The inner wall is, of course, up to you. It is a highly individual thing that surrounds the real person, not the superficial covering. I have always had the feeling that thoughts, ideas, and emotions can penetrate just like an arrow – they go straight through to that inner wall.
This timely exhibition follows the publication “Dusti Bongé, Art and Life: Biloxi, New Orleans & New York,” the first major book devoted to the art and life of the artist. With this publication, J. Richard Gruber, Ph.D., Director Emeritus of the Ogden Museum of Southern Art, examines Bongé’s art and career from a regional and national perspective, situating her in the larger context of 20th century American Art.
Piercing the Innner Wall: The Work of Dusti Bongé is curated by Bradley Sumrall, Curator of the Collection, and organized by Ogden Museum of Southern Art.
Widely considered to be the first Mississippi artist to work consistently in a Modernist style, Dusti Bongé created a body of work that moved from figurative and Cubist depictions of her Mississippi home in the 1930s, through a period of Surrealism, and into an Abstract Expressionist style that defined her mature work. Through paintings, drawings and sculptures, Piercing the Inner Wall traces Bongé’s growth, both artistically and spiritually, and reveals a sphere of influence and inspiration from the Mississippi Gulf Coast, the New Orleans scene and the New York School. This exhibition brings together works from throughout her career – from both private and public collections – to tell the story of one woman’s fierce dedication to a creative life, culminating in a body of work that stands testament to her strong contribution to American Art after World War II.

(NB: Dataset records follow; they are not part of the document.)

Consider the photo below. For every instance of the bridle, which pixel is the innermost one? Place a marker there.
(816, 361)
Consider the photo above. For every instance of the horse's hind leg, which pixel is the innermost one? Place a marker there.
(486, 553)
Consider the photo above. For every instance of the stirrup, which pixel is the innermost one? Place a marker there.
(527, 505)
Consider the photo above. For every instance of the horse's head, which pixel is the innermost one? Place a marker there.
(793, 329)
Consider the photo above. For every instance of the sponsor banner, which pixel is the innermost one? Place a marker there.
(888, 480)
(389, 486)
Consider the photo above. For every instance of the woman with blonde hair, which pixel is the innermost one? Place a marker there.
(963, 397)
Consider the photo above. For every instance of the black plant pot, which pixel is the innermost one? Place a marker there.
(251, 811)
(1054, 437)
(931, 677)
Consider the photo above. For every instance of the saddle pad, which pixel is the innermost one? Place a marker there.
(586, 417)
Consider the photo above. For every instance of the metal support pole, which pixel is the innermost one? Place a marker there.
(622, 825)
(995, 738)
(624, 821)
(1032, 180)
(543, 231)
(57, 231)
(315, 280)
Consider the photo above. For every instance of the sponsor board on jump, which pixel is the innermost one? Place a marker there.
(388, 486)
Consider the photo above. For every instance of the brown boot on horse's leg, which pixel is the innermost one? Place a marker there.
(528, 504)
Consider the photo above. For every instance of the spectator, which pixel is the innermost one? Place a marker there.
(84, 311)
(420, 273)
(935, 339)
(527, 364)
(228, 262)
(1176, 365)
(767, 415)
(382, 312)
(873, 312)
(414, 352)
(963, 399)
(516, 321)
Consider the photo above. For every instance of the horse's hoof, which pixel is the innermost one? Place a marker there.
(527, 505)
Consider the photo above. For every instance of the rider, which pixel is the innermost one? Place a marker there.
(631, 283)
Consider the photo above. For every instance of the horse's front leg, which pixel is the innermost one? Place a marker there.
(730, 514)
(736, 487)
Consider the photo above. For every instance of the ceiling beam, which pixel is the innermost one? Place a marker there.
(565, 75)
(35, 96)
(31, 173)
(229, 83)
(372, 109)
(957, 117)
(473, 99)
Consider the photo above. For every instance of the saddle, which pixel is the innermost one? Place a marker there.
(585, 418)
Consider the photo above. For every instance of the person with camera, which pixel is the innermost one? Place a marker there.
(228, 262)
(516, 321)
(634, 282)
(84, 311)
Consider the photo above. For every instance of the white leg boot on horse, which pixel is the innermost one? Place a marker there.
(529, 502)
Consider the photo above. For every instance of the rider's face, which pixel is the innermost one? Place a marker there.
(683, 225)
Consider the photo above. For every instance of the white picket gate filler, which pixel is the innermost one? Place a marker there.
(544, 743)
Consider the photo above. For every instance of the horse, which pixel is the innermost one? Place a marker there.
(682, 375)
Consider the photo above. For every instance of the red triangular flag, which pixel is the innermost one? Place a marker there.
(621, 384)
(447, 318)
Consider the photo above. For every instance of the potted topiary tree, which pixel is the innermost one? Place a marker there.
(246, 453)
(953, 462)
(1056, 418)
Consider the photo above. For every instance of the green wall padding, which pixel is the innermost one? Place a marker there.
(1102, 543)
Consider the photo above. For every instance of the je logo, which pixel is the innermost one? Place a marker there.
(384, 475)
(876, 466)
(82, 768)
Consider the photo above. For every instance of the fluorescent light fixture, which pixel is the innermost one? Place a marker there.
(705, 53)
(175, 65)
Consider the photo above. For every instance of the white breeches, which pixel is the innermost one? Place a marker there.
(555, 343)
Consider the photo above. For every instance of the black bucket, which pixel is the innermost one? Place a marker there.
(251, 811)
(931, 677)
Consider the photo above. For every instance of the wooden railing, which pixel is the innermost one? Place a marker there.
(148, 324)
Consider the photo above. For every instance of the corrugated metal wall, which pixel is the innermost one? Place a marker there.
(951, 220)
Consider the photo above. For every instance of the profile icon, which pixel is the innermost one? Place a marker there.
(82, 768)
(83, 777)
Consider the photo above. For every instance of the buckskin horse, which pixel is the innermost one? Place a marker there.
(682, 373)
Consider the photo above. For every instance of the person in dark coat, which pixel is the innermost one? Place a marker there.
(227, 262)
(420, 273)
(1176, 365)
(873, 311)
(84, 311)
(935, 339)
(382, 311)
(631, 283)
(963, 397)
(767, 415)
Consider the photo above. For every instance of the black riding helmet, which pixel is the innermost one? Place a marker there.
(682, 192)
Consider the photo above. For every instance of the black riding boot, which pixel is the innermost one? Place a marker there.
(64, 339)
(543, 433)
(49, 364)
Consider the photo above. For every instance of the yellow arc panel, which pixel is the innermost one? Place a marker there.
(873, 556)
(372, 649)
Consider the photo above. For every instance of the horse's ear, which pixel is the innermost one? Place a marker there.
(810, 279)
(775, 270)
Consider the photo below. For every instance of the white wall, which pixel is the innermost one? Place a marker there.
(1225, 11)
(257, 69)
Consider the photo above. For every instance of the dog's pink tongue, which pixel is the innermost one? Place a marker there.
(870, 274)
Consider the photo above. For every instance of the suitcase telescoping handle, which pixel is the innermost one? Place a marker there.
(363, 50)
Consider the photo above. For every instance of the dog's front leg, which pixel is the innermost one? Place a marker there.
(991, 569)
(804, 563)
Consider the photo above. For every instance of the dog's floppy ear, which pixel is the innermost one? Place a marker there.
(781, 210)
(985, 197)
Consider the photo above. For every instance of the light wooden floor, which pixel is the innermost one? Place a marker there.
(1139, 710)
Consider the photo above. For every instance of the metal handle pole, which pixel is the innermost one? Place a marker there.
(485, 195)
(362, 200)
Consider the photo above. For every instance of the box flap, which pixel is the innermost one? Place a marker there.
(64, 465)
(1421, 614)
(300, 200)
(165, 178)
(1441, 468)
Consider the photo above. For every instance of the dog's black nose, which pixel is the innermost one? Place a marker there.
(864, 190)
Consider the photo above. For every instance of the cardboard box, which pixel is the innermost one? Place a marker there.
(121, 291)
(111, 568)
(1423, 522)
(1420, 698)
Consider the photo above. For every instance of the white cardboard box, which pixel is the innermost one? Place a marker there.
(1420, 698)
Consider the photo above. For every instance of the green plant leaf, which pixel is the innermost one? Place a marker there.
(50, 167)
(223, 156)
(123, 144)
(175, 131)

Born in 1903 in Biloxi, Mississippi, Dusti Bongé (nee Eunice Lyle Swetman) graduated from Blue Mountain College in Mississippi and studied acting in Chicago. In the 1920s she worked as an actress in Chicago and New York, landing roles on both stage and screen. In 1928 she married a talented young painter, Archie Bongé, and the couple had a son, Lyle, in 1929. Archie saw a natural talent for painting in Dusti, and encouraged the endeavor. Realizing that they did not want to raise their child in the city, the family moved to Biloxi in 1934. The artist Walter Inglis Anderson of Ocean Springs had been friends with Archie at the Pennsylvania Academy of the Fine Arts, and had served as best man at the couple’s wedding. In Biloxi, Archie and Walter became close again, and Archie began to paint the flora, fauna and built environment of his new home, as well as portraits of his young family. Tragically, within two years, Archie died of Lou Gehrig’s disease, leaving behind his wife, son and studio. Finding solace among Archie’s paints and brushes in the small studio he had built in their back yard, Dusti Bongé began painting in earnest during this time.
In an unexpected but welcome turn of events, her work was exhibited at the Contemporary Arts Gallery in New York City in 1939. Her art career took a sensational turn in the mid-1940s, when she joined the roster of the famed Betty Parsons Gallery, champion of the New York School. In 1956, she received her first solo exhibition at Betty Parsons, placing her within an elite group of artists including Barnett Newman, Jackson Pollock, Mark Rothko, Clyfford Still and Robert Rauschenberg. She continued to show at Betty Parsons until 1976. In an age of rampant gender-inequality and in an art market firmly centered in New York City, for over three decades Bongé maintained the dual identity as a single mother in the Gulf South and as a strong voice in the New York art scene. She created her last work of art in 1991. In a life that spanned the 20th century, Bongé actively created work that engaged the dialogue of American art for over five decades.